17 charged in District drug-distribution ring

Published August 8, 2011 4:00am ET



Seventeen people are charged in a drug ring that authorities say has been trafficking cocaine and marijuana in the District for more than three years. A federal grand jury in D.C. returned a 29-count indictment against members of the drug ring late last week, prosecutors said on Tuesday.

Charges against the 17 include conspiracy to distribute and possession with intent to distribute the drugs, possession of drug paraphernalia, distribution of cocaine near schools, and firearms offenses.

They have been distributing drugs from at least June 2008 until this month, according to the indictment.

The indictment doesn’t say how much cocaine and marijuana the ring distributed. Some of the trafficking took place near Spingarn Senior High School, located at 2500 Benning Road NE in the city’s Carver-Langston neighborhood, court documents say.

The U.S. Attorney’s Office for D.C. said law enforcement officials in the District and Prince George’s County executed a series of arrest and search warrants early Tuesday morning.

Officers seized cocaine, crack cocaine and marijuana during the raids, prosecutors said. Authorities also confiscated four vehicles, six firearms — including two machine pistols — and more than $600,000 in cash, prosecutors said.

“These arrests and seizures are the result of a concerted, relentless campaign to disrupt and dismantle the networks that fuel drug addiction in our city,” Ronald Machen, the U.S. attorney for the District, said in a statement.

Fifteen men and two women were arrested. Ten are from the District and the other seven are from Maryland, mostly from Prince George’s County. The defendants range in age from 31 to 68.

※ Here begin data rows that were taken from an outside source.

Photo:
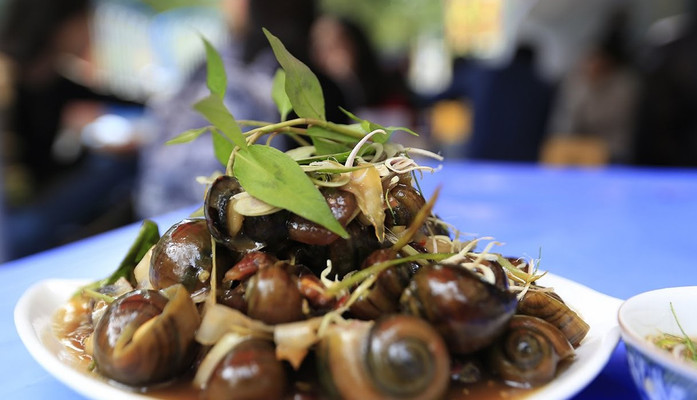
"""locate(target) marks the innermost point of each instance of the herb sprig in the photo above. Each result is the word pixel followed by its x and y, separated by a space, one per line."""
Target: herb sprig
pixel 263 171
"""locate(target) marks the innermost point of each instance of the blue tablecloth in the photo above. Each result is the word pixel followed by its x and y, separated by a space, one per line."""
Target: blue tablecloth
pixel 620 231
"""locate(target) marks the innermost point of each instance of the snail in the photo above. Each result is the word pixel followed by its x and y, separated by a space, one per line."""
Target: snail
pixel 344 208
pixel 182 255
pixel 273 291
pixel 383 295
pixel 134 342
pixel 528 352
pixel 248 371
pixel 468 311
pixel 395 357
pixel 226 218
pixel 548 306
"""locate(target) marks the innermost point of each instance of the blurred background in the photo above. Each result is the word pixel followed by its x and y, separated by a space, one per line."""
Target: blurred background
pixel 90 91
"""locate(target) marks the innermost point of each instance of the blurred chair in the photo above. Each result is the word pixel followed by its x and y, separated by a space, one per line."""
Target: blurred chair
pixel 574 151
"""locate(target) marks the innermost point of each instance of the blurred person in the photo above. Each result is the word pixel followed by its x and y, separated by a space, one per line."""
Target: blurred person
pixel 666 128
pixel 341 50
pixel 167 174
pixel 51 196
pixel 597 99
pixel 511 107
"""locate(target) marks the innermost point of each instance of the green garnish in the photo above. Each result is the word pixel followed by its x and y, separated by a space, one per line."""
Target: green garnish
pixel 682 346
pixel 263 171
pixel 147 237
pixel 688 342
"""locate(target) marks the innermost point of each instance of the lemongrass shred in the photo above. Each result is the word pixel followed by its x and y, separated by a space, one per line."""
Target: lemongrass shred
pixel 354 152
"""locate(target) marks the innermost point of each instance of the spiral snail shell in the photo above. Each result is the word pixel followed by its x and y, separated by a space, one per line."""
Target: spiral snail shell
pixel 134 341
pixel 528 352
pixel 396 357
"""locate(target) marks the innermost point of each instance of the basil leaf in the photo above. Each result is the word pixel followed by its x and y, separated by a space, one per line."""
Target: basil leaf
pixel 302 87
pixel 325 147
pixel 188 136
pixel 222 148
pixel 213 109
pixel 273 177
pixel 320 132
pixel 216 79
pixel 148 236
pixel 279 96
pixel 369 126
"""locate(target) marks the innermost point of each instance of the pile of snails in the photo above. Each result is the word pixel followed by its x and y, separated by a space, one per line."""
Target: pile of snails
pixel 252 302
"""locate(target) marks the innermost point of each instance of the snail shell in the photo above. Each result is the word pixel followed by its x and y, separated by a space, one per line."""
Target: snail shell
pixel 397 357
pixel 249 371
pixel 550 308
pixel 182 255
pixel 273 296
pixel 383 296
pixel 468 311
pixel 144 338
pixel 528 352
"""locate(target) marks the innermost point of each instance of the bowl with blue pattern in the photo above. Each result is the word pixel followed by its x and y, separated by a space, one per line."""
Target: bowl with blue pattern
pixel 658 373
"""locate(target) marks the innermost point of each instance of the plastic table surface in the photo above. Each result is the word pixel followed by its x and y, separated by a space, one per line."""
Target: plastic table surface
pixel 620 231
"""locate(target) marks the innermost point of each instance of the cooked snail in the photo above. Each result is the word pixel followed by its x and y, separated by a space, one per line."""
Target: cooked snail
pixel 183 255
pixel 528 352
pixel 249 371
pixel 134 342
pixel 396 357
pixel 469 312
pixel 549 307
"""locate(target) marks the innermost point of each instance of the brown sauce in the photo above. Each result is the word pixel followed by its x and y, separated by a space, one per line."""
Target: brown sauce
pixel 71 327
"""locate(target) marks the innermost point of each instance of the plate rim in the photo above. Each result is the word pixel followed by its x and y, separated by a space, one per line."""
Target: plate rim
pixel 91 387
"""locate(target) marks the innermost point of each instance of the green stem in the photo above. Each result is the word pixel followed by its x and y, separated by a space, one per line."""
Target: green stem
pixel 381 266
pixel 302 121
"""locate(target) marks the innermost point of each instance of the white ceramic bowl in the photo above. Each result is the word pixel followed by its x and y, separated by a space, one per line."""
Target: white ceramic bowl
pixel 657 374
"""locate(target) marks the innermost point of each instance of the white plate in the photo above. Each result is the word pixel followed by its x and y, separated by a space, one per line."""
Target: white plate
pixel 35 308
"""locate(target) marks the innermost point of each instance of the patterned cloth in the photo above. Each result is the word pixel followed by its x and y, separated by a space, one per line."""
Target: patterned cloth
pixel 167 179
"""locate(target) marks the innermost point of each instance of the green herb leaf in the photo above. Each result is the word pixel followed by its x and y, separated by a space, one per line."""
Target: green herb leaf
pixel 213 109
pixel 272 176
pixel 216 79
pixel 188 136
pixel 279 96
pixel 222 147
pixel 319 132
pixel 302 87
pixel 371 126
pixel 148 235
pixel 324 147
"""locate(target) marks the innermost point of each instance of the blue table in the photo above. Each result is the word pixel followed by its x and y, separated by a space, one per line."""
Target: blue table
pixel 620 231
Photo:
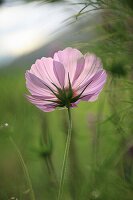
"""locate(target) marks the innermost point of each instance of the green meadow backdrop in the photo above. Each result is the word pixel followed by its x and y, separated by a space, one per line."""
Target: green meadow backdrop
pixel 100 164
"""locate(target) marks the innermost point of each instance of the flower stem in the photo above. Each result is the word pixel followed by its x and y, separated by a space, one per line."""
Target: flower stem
pixel 24 168
pixel 65 156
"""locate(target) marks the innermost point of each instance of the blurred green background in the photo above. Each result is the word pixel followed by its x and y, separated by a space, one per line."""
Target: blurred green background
pixel 100 164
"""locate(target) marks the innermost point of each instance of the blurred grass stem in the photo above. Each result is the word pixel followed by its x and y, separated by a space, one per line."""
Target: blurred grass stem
pixel 24 168
pixel 65 156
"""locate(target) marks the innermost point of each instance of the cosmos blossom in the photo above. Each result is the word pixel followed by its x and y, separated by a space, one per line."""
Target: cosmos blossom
pixel 65 80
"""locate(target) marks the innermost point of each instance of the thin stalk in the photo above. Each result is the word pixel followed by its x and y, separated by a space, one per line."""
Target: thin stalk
pixel 65 156
pixel 24 168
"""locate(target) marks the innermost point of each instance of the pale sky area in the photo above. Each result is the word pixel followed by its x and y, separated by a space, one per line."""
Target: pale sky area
pixel 26 27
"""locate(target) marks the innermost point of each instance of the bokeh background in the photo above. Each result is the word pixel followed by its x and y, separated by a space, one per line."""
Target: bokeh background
pixel 100 164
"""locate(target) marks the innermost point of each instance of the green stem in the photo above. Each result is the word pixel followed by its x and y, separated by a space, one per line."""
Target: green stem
pixel 65 156
pixel 24 168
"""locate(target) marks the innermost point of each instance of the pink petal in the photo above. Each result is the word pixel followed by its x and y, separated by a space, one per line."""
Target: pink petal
pixel 39 100
pixel 36 89
pixel 43 69
pixel 79 69
pixel 59 72
pixel 37 86
pixel 74 105
pixel 92 66
pixel 69 58
pixel 46 109
pixel 95 87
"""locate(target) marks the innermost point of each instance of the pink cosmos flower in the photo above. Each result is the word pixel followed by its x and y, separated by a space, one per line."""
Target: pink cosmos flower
pixel 65 80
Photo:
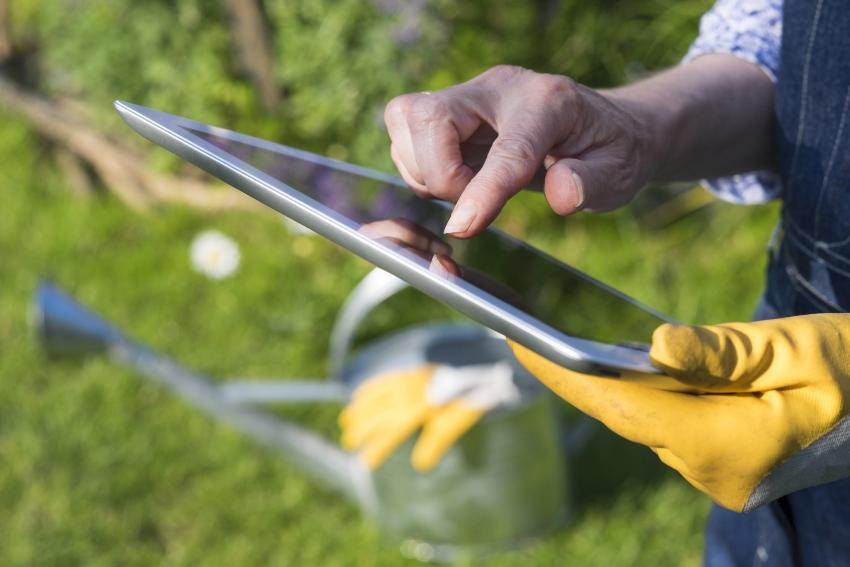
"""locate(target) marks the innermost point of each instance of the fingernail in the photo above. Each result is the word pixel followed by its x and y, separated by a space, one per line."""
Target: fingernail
pixel 461 218
pixel 579 190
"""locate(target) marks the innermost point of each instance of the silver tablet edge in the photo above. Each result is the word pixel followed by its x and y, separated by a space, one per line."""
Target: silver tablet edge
pixel 172 132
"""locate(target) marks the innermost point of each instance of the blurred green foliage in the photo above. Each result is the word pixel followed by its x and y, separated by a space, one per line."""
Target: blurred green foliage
pixel 101 468
pixel 336 61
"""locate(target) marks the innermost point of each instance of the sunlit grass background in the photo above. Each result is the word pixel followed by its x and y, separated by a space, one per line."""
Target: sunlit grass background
pixel 100 468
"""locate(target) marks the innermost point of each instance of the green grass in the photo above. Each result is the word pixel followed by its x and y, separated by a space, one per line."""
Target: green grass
pixel 98 467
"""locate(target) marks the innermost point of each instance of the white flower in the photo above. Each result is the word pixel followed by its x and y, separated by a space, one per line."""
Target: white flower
pixel 214 254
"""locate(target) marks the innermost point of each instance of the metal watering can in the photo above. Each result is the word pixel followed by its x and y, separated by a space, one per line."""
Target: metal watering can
pixel 503 484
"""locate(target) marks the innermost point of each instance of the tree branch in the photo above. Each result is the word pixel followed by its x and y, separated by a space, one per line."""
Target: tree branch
pixel 252 44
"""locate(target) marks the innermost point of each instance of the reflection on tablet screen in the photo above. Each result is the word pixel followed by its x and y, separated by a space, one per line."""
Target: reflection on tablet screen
pixel 392 214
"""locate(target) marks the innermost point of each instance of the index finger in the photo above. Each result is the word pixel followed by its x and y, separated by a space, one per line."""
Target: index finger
pixel 438 123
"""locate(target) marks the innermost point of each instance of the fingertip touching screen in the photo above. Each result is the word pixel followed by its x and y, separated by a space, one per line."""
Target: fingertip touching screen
pixel 385 210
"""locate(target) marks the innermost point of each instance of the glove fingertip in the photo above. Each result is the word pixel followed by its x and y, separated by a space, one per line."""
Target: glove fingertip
pixel 676 348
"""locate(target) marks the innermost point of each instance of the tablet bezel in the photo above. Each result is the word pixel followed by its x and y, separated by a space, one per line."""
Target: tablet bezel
pixel 175 134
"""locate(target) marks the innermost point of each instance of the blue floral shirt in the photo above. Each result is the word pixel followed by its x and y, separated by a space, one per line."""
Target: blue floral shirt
pixel 751 30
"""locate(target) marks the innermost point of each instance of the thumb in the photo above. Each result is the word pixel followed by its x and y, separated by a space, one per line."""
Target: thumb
pixel 597 181
pixel 719 356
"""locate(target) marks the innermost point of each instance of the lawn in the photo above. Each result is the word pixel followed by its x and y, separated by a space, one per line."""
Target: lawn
pixel 101 468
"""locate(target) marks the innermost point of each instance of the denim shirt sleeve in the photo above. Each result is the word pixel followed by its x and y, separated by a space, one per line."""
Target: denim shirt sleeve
pixel 751 30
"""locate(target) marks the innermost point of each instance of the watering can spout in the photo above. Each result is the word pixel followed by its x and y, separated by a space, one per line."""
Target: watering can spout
pixel 67 329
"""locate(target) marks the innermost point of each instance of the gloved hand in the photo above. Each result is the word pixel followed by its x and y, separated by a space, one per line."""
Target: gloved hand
pixel 443 401
pixel 748 412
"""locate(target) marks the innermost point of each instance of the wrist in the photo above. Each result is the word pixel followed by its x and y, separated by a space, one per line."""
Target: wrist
pixel 654 119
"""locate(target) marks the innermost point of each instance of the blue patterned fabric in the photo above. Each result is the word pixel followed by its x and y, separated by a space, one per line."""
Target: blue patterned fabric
pixel 808 272
pixel 751 30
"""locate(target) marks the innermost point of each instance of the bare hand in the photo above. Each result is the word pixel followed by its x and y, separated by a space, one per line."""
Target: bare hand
pixel 480 142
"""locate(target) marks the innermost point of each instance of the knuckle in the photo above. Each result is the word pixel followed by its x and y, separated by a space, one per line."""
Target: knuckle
pixel 397 107
pixel 505 72
pixel 428 109
pixel 515 151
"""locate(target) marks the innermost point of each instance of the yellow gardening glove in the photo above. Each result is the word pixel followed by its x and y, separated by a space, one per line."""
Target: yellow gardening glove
pixel 443 401
pixel 766 414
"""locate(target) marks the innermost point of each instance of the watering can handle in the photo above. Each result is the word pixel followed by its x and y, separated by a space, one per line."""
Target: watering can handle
pixel 374 289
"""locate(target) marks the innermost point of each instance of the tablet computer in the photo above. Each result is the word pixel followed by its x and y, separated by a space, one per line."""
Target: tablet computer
pixel 494 278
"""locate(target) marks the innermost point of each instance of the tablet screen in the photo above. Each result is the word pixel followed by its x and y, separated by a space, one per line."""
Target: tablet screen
pixel 387 211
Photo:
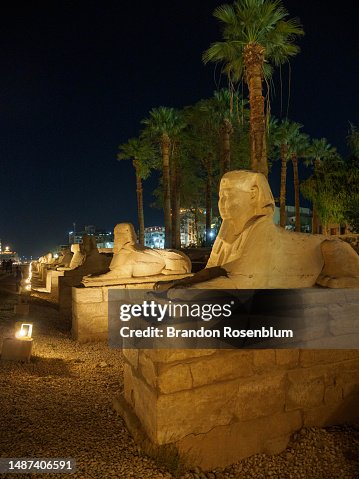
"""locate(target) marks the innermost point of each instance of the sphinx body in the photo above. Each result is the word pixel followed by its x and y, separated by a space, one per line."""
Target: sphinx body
pixel 131 260
pixel 251 252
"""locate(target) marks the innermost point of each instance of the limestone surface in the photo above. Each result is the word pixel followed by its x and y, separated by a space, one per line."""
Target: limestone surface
pixel 131 260
pixel 252 252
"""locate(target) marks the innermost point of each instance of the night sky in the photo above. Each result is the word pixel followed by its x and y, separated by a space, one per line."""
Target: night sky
pixel 78 76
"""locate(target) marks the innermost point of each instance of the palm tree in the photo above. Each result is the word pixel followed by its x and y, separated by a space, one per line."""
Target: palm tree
pixel 256 35
pixel 142 155
pixel 281 136
pixel 325 189
pixel 163 124
pixel 219 111
pixel 320 151
pixel 299 146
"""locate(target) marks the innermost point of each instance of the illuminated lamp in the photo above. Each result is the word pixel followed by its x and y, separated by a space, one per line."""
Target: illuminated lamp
pixel 24 331
pixel 18 348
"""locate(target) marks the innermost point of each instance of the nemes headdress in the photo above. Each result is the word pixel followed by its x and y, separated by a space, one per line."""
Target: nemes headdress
pixel 245 180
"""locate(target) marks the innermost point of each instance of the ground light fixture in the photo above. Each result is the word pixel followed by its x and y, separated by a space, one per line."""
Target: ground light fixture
pixel 24 331
pixel 18 347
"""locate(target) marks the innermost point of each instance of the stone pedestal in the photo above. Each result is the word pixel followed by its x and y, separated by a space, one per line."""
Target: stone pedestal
pixel 14 349
pixel 219 406
pixel 90 305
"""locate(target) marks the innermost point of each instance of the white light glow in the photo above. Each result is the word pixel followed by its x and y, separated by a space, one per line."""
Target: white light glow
pixel 25 331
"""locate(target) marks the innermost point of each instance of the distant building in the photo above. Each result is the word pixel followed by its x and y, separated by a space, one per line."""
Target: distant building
pixel 104 239
pixel 305 218
pixel 155 237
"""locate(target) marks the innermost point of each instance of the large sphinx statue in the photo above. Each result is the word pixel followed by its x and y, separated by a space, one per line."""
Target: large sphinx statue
pixel 131 260
pixel 252 252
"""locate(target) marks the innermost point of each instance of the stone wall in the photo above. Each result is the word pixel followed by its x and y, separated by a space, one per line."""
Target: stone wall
pixel 219 406
pixel 90 305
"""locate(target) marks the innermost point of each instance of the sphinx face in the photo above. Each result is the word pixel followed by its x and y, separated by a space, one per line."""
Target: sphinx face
pixel 234 204
pixel 124 235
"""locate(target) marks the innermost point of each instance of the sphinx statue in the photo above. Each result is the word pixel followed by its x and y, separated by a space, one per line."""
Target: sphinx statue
pixel 87 257
pixel 131 260
pixel 251 252
pixel 64 258
pixel 77 259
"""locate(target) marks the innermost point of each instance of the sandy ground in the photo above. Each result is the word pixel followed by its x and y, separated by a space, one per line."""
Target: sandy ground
pixel 59 405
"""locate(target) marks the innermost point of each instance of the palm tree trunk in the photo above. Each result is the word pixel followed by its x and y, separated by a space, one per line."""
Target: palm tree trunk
pixel 165 147
pixel 283 179
pixel 140 215
pixel 296 192
pixel 315 219
pixel 226 135
pixel 254 60
pixel 209 200
pixel 196 229
pixel 175 204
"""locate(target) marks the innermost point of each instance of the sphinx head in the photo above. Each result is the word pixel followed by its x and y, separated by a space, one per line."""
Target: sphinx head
pixel 124 236
pixel 244 195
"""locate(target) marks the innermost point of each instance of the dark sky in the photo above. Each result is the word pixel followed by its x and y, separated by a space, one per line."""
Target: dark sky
pixel 78 76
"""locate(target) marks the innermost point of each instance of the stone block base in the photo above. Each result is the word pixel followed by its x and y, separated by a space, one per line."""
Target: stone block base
pixel 217 407
pixel 21 309
pixel 90 305
pixel 14 349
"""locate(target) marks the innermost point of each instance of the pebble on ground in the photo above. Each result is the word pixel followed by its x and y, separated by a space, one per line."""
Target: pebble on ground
pixel 59 405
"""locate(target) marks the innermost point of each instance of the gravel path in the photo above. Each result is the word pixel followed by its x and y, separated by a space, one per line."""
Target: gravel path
pixel 59 405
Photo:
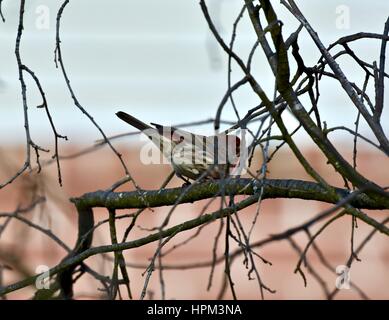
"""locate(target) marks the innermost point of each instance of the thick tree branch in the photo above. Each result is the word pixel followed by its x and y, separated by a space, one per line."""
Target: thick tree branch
pixel 271 189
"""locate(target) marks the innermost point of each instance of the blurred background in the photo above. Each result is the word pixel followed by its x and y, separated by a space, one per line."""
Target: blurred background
pixel 158 61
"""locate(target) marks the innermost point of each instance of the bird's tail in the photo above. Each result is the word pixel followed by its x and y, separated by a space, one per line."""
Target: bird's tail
pixel 133 121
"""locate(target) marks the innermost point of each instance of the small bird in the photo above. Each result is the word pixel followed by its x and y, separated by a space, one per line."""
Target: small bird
pixel 192 156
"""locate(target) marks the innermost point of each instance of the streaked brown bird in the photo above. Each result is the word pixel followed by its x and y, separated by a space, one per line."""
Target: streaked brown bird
pixel 191 155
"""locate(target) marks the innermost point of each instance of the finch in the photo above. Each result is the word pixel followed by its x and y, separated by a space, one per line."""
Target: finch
pixel 191 155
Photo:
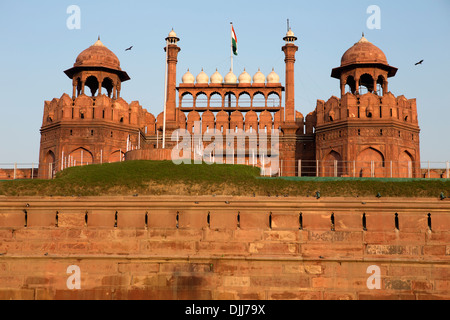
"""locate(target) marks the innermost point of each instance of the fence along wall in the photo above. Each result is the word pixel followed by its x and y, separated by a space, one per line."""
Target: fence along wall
pixel 224 248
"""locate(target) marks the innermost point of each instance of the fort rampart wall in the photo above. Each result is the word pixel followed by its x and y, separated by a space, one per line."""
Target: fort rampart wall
pixel 224 248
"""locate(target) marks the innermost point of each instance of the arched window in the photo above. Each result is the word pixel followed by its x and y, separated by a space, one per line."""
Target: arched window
pixel 108 85
pixel 92 84
pixel 245 100
pixel 273 100
pixel 201 100
pixel 215 100
pixel 380 85
pixel 259 100
pixel 230 100
pixel 366 84
pixel 187 100
pixel 350 85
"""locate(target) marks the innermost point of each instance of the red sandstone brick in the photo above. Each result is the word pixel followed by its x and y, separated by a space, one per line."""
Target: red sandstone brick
pixel 116 280
pixel 286 281
pixel 101 218
pixel 162 218
pixel 413 222
pixel 195 219
pixel 221 248
pixel 408 270
pixel 247 267
pixel 339 296
pixel 389 237
pixel 348 221
pixel 442 286
pixel 171 267
pixel 130 219
pixel 254 220
pixel 269 248
pixel 422 286
pixel 168 248
pixel 434 250
pixel 71 218
pixel 386 296
pixel 316 221
pixel 294 295
pixel 223 219
pixel 332 251
pixel 41 218
pixel 336 236
pixel 17 294
pixel 138 268
pixel 282 235
pixel 440 221
pixel 217 235
pixel 12 219
pixel 174 234
pixel 285 221
pixel 380 221
pixel 6 234
pixel 246 235
pixel 66 294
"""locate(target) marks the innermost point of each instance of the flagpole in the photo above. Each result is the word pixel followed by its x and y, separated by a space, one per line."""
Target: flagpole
pixel 165 97
pixel 231 45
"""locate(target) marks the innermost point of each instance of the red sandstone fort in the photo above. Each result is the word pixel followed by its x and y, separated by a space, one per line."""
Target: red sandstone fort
pixel 366 132
pixel 161 247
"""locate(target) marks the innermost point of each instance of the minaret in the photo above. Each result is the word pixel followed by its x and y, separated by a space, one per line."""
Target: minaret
pixel 172 53
pixel 289 50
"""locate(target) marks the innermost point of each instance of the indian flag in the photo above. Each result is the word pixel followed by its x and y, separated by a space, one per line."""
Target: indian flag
pixel 233 41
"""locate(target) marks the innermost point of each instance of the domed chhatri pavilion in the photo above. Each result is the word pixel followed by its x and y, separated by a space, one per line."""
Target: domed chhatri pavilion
pixel 367 132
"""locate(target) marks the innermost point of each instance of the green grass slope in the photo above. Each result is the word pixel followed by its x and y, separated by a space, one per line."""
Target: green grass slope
pixel 165 178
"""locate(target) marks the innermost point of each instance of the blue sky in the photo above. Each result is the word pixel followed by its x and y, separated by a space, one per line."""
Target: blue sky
pixel 36 47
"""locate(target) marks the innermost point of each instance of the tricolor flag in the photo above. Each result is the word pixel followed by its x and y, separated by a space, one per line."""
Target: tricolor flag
pixel 233 40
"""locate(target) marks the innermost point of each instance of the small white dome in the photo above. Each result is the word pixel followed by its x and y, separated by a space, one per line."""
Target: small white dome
pixel 230 78
pixel 216 77
pixel 245 77
pixel 273 77
pixel 259 77
pixel 188 77
pixel 202 78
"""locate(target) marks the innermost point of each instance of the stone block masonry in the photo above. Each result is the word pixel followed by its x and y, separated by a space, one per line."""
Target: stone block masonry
pixel 224 248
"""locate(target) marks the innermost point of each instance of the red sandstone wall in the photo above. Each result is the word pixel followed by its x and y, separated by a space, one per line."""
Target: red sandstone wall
pixel 206 248
pixel 8 174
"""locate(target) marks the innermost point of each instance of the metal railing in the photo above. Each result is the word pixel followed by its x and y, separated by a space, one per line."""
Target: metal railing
pixel 269 167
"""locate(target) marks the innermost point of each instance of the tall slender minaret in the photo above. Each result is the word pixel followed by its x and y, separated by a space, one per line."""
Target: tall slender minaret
pixel 289 50
pixel 172 54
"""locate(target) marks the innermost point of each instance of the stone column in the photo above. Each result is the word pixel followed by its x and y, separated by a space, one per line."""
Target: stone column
pixel 289 50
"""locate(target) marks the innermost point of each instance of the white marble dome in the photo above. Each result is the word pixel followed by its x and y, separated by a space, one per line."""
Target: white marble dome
pixel 172 34
pixel 230 78
pixel 273 77
pixel 188 78
pixel 259 77
pixel 202 78
pixel 216 77
pixel 245 77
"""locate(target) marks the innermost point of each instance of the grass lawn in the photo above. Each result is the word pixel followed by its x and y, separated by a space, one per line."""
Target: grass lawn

If convicted, they face mandatory minimum sentences of 10 years behind bars and could be sentenced to life in prison, prosecutors said.

The arrests stem from a three-year investigation by the D.C. police and the FBI. The agencies’ Safe Streets Task Force aims to curb gang activity and drug crimes by taking down entire trafficking groups.

D.C. Police Chief Cathy Lanier said in a statement that the case was “an example of the efforts of law enforcement working together to make our communities safer.”